Once in the liver, bempedoic acid inhibits ATP-citrate lyase (ACL). Pre-clinical studies show that in the liver, bempedoic acid is converted to a derivative coenzyme, or ETC-1002-CoA, which directly inhibits ACL, a key enzyme that supplies substrate for cholesterol and fatty acid synthesis in the liver.

To date, Esperion has studied bempedoic acid in 14 completed Phase 1 and Phase 2 clinical studies.

BEMPEDOIC ACID Phase 2 Completed Clinical Studies**

esperion-phase-2-completed-studies-103116

Total Subjects: 1045 / Treated: 810

*Average LDL-C % change from baseline (placebo corrected)
**As of October 2016

Phase 2 Clinical Study Results

Our completed Phase 2 clinical studies have demonstrated significant LDL-C reductions of up to 30% as monotherapy and almost 50% in combination with ezetimibe, and consistently lower hsCRP. High sensitivity C-reactive protein, or hsCRP, is a key marker of inflammation associated with cardiovascular disease.

Across all completed clinical studies, bempedoic acid has displayed consistent and compelling, positive clinical results throughout 14 completed Phase 1 and 2 studies. To date, one serious adverse event, considered unrelated to bempedoic acid, has been observed in over 800 patients treated with bempedoic acid at doses of up to 240 mg and up to 12 weeks in duration.
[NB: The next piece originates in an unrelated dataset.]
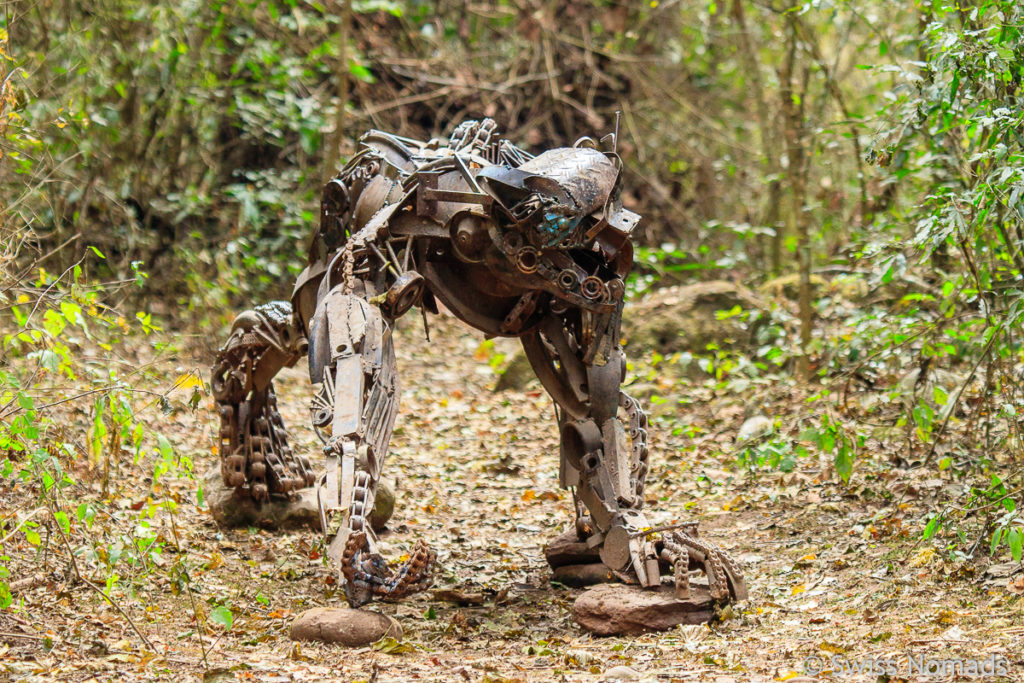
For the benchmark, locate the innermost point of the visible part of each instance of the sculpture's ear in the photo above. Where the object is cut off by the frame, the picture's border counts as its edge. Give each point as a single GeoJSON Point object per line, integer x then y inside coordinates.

Initially, we intend to seek approval of bempedoic acid for patients with elevated levels of LDL-C not adequately controlled with current lipid-modifying therapies. Some patients with elevated LDL-C are only able to tolerate less than the lowest approved daily starting dose of a statin and can be considered “statin intolerant”. We are confident patients, physicians and payers will welcome a new, oral LDL-C lowering therapy, especially the estimated 8 million patients in the U.S., Europe and Japan who are considered “statin intolerant”, a patient population with a high level of unmet medical need.